My general approach with this issue is to squint, as I do for experimental results. I don't actually care about constant factors: I just care about things like "what does the dependence on D look like." Since D is usually huge for problems I care about, a linear or sublinear dependence on D looks really good to me. Beyond that I don't really care. I especially don't care if the proof techniques are quite similar. For instance, if they both use Rademacher complexities, then I'm more willing to compare them than if one uses Rademacher complexities and the other uses covering numbers. They somehow feel more comparable: I'm less likely to believe that the differences are due to the method of analysis.
(You can also get around this issue with some techniques, like Rademacher complexities, which give you both upper and lower bounds, but I don't think anyone really does that...)
The other issue I don't have as good a feeling for. The issue is that we're entirely ignoring the "empirical training error" question. In fact, this is often measured differently between different algorithms! For instance, for SVMs, the formal statement is more like "expected 0/1 loss on test <= empirical hinge loss on training + ..." Whereas for logistic regression, you might be comparing expected 0/1 loss with empirical log loss.
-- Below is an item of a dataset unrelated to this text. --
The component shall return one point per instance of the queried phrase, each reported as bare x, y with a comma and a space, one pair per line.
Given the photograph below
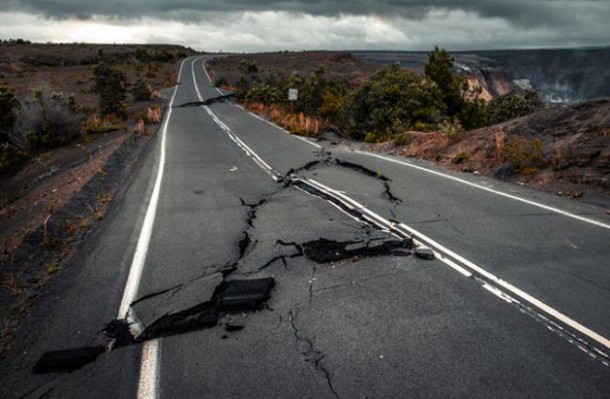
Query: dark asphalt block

Now I really don't know what to do.
We ran into this issue because we were trying to compare some bounds between EasyAdapt and a simple model trained just on source data. The problem is that the source training error might be totally incomparable to the (source + target) training error.
But the issue is for sure more general. For instance, what if your training error is measured in squared error? Now this can be huge when hinge loss is still rather small. In fact, your squared error could be quadratically large in your hinge loss. Actually it could be arbitrarily larger, since hinge goes to zero for any sufficiently correct classification, but squared error does not. (Neither does log loss.)
This worries me greatly, much more than the issue of comparing upper bounds.
Does this bother everyone, or is it just me? Is there a good way to think about this that gets your out of this conundrum?